Run it on your own data: ADAPTING_TO_A_NEW_DATABASE.md — instantiate
gemeo-<your-substrate>on any MEDS v0.4.1 EHR in ~5 min of GPU.
| Task | GEMEO | Strong baseline | Margin |
|---|---|---|---|
| New-onset prediction (Top-1) | 53.7% | 38.2% (frequency) | +15.5 pp |
| Will-change (AUROC) | 0.906 | 0.889 (count-based) | +0.017 |
| Transition-within-12mo (AUROC) | 0.827 | 0.790 (count-based) | +0.037 |
| Treatment discontinuation (AUROC) | 0.838 | 0.696 (count-based) | +0.142 |
GEMEO leads on every novelty and long-context task. The recurrence-aware objective makes the model predict novel events, not repeats — so these are real signal, not autocorrelation. The world model's learned representation pulls clearly ahead exactly where the 2026 EHR literature predicts it should: context-rich tasks like treatment discontinuation (dropout drives bad outcomes in rare disease), where it beats count-based methods by +0.142 AUROC (arXiv 2511.00782).
architecture/ GEMEO Architecture spec v1 + v2, diagram, gemeo_bench.py (conformance CLI)
pillars/ Pillar A (KG proposer) + Pillar C (swarm verifier) + demos
reference_impl/ the Diffusion-Forcing world-model code (AGPL-3.0)
benchmark/ RareBench-BR Trajectory v2 — datasheet, leaderboard, baselines
paper/ the paper (md + pdf) + figures
reproducers/ Modal scripts for every experiment (~$6 total GPU)
- Architecture + conformance suite: https://huggingface.co/Raras-AI/gemeo-arch
- Flagship model (recurrence-aware): https://huggingface.co/Raras-AI/gemeo-sus
- Application layer (6 inference modes): https://huggingface.co/Raras-AI/gemeo-twin-stack
- Benchmark (first rare-disease trajectory benchmark): https://huggingface.co/datasets/Raras-AI/rarebench-br-trajectory
- Diffusion-Forcing backbone with per-token σ
- Gated cross-attention to a real biomedical KG (PrimeKG)
- MEDS v0.4.1 event substrate
- Bootstrap-then-learn pattern per inference mode
- Bidirectional health-system grounding (PCDT / formulary)
- Audit-driven training
- (v2) Recurrence-aware onset objective (defeats autocorrelation)
- (v2) Competing-risks first-onset head
- (v2) KG zero-shot onset proposer
- (v2) Agentic verification with traceable evidence
Run python architecture/gemeo_bench.py check <checkpoint> to test conformance.
Open the recipe, keep the spice. See LICENSING.md for full terms.
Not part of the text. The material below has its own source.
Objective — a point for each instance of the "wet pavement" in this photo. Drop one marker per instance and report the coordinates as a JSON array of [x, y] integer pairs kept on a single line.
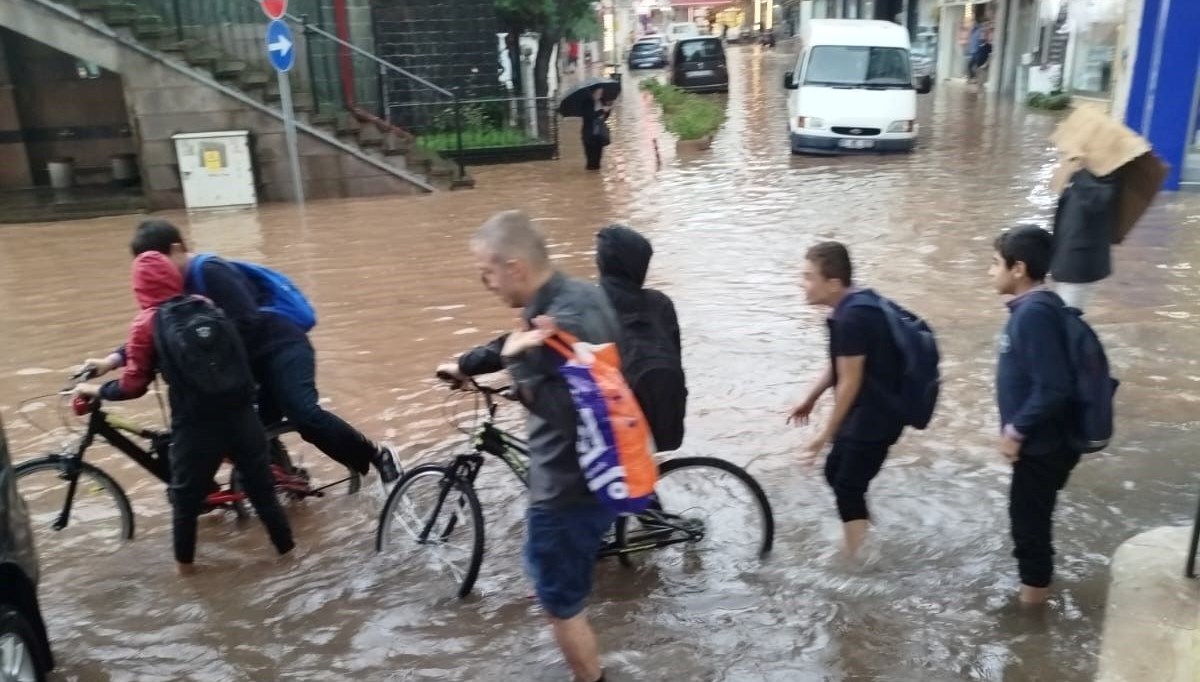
[[397, 293]]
- Source code (architecture, pillars, reference implementation, reproducers): AGPL-3.0 — adopt and build on it freely, with attribution. A reference architecture only becomes a standard if people can use it.
- Model weights (
gemeo-sus, …) and the RareBench-BR benchmark: CC-BY-NC 4.0 on Hugging Face — no commercial reuse of our trained artifacts/data without a separate agreement. - Held back on purpose (not in this repo): the proprietary DATASUS ETL (raw SIH/SIA/APAC/SIM extraction, CNS-hash linkage, trajectory construction), the cohort/preprocessing heuristics that confer an advantage, and the future multimodal (Mayo) substrate. The public
meds_export.pyconsumes an already-built trajectory file — it does not produce one.
@misc{gemeo_2026,
title = {GEMEO: Validated on Brazilian SUS Data},
author = {Timmers, Dimas and Kawassaki, Alexandre and the Raras AI team},
year = {2026},
url = {https://github.com/rarasAI/gemeo}
}Builds on: Diffusion Forcing (Chen NeurIPS 2024), PrimeKG (Chandak Nature 2023), RAVEN (arXiv 2603.24562), CAMP (arXiv 2604.00085), DeepRare (Nature 2026), the clinical world-model rubric (arXiv 2511.16333).